Dossier 326872-04-0708
[125] Le tribunal doit déterminer si le travailleur a droit au remboursement des frais d’entretien courant de son domicile en raison des limitations fonctionnelles qu’il conserve à la suite de sa lésion professionnelle.
[126] L’article 165 de la loi prévoit ce qui suit relativement au remboursement des frais occasionnés par les travaux d’entretien courant du domicile :
165. Le travailleur qui a subi une atteinte permanente grave à son intégrité physique en raison d'une lésion professionnelle et qui est incapable d'effectuer les travaux d'entretien courant de son domicile qu'il effectuerait normalement lui-même si ce n'était de sa lésion peut être remboursé des frais qu'il engage pour faire exécuter ces travaux, jusqu'à concurrence de 1 500 $ par année.
__________
1985, c. 6, a. 165.
(Nos soulignements)
[127] Il appert de cet article que trois conditions sont requises afin de bénéficier du remboursement des frais liés à l’entretien courant du domicile soit :
· l’existence d’une atteinte permanente grave à l’intégrité physique;
· l’incapacité d’effectuer les travaux d’entretien courant de son domicile qu’il effectuerait normalement lui-même si ce n’était de sa lésion;
· que les frais soient engagés.
[128] Quant à la première condition d’application de l’article 165 de la loi, soit l’existence d’une atteinte permanente grave, cette dernière n’est pas définie par la loi. Une revue de la jurisprudence permet toutefois de préciser sur quelle base l’atteinte permanente doit être appréciée en vue de la qualifier ou non de grave.
[129] Dans l’affaire Chevrier et Westburne ltée[4], la Commission d’appel en matière de lésions professionnelles en vient à la conclusion, après avoir interprété l’article 165 de la loi et avoir procédé à une revue de la jurisprudence, que l’atteinte permanente grave s’évalue, non pas uniquement en fonction du pourcentage d’atteinte permanente établi à la suite de la lésion professionnelle, mais plutôt en analysant la capacité résiduelle du travailleur, en fonction des travaux d’entretien courant qu’il ne peut accomplir.

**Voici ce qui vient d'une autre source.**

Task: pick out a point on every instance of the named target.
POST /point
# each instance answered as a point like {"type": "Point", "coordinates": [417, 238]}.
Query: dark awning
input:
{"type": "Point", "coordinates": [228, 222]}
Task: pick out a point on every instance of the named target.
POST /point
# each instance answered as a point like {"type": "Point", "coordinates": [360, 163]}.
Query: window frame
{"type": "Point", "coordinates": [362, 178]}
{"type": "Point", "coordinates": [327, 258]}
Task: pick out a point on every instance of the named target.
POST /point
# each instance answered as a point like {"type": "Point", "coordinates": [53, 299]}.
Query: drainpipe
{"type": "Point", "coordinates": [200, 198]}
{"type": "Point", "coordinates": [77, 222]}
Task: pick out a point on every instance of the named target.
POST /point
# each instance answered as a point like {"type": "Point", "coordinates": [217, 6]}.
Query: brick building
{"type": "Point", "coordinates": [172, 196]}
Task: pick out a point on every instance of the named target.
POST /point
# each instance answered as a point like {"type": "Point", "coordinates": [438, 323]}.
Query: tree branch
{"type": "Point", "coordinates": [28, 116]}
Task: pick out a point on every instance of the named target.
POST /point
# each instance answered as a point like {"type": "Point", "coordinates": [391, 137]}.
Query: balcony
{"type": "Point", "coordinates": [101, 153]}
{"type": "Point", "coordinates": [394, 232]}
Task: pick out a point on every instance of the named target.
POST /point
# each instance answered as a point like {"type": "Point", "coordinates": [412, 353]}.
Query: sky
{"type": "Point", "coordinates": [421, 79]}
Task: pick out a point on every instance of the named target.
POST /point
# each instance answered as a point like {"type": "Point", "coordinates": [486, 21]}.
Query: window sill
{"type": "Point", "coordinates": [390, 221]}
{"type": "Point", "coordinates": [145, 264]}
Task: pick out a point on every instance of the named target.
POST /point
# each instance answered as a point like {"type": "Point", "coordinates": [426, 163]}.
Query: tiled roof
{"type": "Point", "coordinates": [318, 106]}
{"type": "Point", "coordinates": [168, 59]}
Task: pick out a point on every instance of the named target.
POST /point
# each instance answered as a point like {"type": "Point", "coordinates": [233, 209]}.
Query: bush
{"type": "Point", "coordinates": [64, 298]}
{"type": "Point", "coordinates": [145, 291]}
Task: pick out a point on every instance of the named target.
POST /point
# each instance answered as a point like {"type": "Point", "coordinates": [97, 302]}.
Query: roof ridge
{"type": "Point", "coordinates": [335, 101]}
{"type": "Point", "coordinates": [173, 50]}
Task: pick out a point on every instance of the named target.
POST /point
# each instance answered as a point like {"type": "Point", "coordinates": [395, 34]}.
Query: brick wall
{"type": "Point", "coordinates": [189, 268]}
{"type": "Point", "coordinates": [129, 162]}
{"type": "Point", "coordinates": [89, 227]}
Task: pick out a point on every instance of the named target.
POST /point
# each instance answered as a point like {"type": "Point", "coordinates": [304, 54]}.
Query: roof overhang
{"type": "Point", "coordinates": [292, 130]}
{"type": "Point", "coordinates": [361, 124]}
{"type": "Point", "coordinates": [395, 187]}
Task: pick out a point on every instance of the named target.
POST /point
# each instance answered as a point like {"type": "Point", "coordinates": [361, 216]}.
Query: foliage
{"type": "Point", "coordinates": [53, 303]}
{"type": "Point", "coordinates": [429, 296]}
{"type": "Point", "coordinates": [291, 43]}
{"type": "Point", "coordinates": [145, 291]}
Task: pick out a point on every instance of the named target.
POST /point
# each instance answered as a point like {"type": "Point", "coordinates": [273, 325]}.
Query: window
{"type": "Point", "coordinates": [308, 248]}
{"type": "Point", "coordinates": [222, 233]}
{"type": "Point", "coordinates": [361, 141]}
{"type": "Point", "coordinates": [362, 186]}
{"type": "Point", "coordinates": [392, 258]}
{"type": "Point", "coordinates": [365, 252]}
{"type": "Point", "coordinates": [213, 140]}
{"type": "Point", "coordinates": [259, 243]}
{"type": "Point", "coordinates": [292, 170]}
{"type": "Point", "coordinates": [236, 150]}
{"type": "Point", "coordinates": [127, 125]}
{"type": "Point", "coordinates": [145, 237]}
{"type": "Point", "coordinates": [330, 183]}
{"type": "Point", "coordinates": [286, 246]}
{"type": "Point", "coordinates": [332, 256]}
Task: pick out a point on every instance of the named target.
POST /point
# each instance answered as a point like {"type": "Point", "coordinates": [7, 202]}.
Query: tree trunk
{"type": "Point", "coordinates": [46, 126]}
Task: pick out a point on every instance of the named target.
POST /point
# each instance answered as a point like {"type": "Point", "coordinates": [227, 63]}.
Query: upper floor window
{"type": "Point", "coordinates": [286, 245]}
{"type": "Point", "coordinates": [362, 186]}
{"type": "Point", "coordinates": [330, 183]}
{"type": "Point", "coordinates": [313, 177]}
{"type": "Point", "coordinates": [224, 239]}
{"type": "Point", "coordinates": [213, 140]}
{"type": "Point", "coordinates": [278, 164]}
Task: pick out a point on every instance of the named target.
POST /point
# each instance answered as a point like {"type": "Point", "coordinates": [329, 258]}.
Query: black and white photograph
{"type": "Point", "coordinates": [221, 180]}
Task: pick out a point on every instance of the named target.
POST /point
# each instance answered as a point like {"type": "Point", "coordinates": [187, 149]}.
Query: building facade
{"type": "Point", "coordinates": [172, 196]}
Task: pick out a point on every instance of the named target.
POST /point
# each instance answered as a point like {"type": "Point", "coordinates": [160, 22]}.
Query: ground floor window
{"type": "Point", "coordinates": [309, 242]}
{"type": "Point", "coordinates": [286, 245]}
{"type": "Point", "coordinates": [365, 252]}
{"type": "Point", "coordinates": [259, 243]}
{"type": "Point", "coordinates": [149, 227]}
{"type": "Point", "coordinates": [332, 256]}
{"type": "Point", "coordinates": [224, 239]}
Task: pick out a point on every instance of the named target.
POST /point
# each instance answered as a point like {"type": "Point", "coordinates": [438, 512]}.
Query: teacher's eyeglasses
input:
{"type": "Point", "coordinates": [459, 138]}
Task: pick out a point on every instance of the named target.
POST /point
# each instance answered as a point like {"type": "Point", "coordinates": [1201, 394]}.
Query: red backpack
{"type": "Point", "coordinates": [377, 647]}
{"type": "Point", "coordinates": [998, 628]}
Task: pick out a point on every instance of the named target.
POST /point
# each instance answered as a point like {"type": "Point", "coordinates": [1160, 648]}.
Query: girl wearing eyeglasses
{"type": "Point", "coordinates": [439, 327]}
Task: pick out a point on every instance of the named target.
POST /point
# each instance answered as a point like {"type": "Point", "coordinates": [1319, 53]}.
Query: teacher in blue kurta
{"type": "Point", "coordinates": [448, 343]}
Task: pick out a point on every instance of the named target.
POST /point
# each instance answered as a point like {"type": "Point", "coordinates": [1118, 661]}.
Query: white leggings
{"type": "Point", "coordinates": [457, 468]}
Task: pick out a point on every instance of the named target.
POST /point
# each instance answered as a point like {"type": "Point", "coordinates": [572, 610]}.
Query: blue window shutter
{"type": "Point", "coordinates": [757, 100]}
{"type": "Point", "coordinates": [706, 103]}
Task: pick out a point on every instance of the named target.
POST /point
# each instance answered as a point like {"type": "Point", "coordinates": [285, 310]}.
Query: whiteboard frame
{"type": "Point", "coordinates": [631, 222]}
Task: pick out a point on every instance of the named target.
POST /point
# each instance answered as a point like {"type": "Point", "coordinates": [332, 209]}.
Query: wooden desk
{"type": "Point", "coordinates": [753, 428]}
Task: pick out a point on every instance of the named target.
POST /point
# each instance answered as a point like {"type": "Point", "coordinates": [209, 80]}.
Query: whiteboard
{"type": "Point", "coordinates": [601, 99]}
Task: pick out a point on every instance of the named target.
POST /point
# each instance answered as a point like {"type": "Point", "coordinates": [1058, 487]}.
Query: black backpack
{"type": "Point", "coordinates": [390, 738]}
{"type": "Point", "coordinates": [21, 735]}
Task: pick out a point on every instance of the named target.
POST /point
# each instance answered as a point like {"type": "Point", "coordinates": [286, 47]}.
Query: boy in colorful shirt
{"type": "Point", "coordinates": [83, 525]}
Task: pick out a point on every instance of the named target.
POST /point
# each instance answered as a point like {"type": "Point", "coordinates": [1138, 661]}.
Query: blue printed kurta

Le tribunal s’exprime comme suit à ce sujet :
« Dans cette optique, le mot grave qui qualifie l’atteinte permanente à l’article 165 ne doit pas être considéré isolément. L’article doit être lu dans son ensemble et dans le contexte de l’objet de la loi et du but recherché par la réadaptation sociale. Il y a donc lieu d’analyser le caractère grave d’une atteinte permanente à l’intégrité physique en tenant compte de la capacité résiduelle du travailleur à exercer les activités visées par l’article 165 de la loi. Donc, pour avoir droit au remboursement des frais d’entretien pour une chose particulière, il faut que le travailleur ait une atteinte permanente qui est suffisamment grave pour l’empêcher d’accomplir ce travail d’entretien courant particulier de son domicile vu que le but d’une telle mesure de réadaptation est de rendre le travailleur autonome. » 5
___________
5 Note 4, p. 612.
(Nos soulignements)
[130] Ces paramètres d’analyse ont été repris à maintes reprises par la Commission des lésions professionnelles[5] et la soussignée y souscrit.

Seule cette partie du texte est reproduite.